This project aims to predict different defects in steel plates using machine learning techniques. The dataset contains various features related to the steel plates, and the goal is to build models that can accurately classify the presence of defects.
-
Exploratory Data Analysis (EDA):
- In this phase, the data was thoroughly explored, outliers were identified and removed, and advanced topics such as Variance Inflation Factor (VIF) were discussed to handle multicollinearity issues.
- EDA was crucial for understanding the characteristics of the dataset and preparing it for model building.
-
Pipelines:
- Pipelines were generated based on the insights gained from EDA. These pipelines helped streamline data preprocessing and feature engineering tasks for subsequent model building.
-
Machine Learning Model Building:
- Neural Network Approach: A neural network was trained using both categorical and continuous data.
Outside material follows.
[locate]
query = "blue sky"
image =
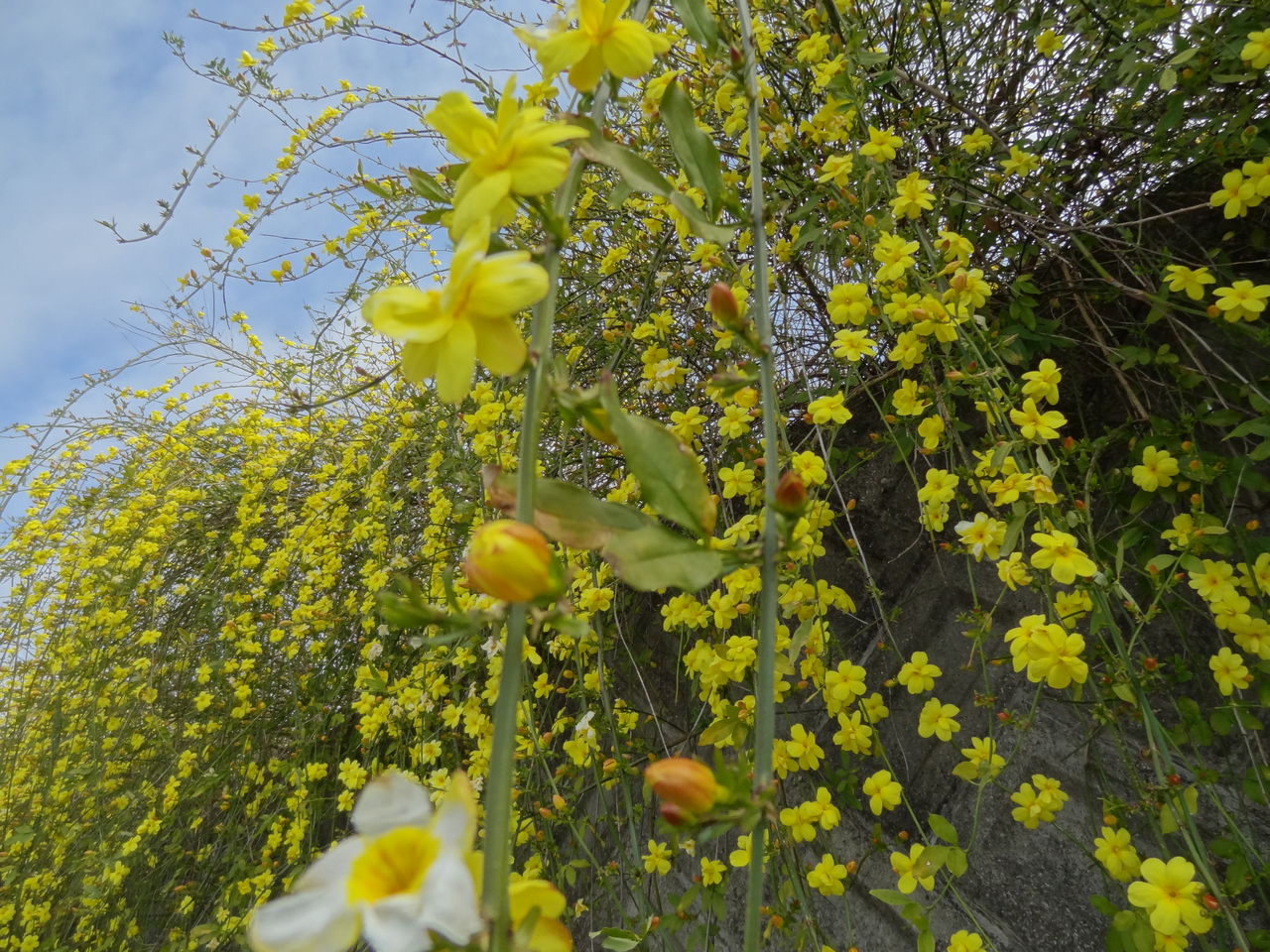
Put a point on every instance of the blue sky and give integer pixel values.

This approach allowed for capturing complex relationships within the data.
- XGBoost, LightGBM, and Voting Classifier Approach: Additionally, XGBoost, LightGBM, and a voting classifier were implemented and compared for their performance. Hyperparameters for XGBoost were tuned using advanced techniques.
After thorough experimentation, it was found that the neural network outperformed the ensemble methods and gradient boosting models. The neural network exhibited higher accuracy and provided more control over the model's structure. This suggests that for this particular task, the neural network approach is more effective in predicting defects in steel plates.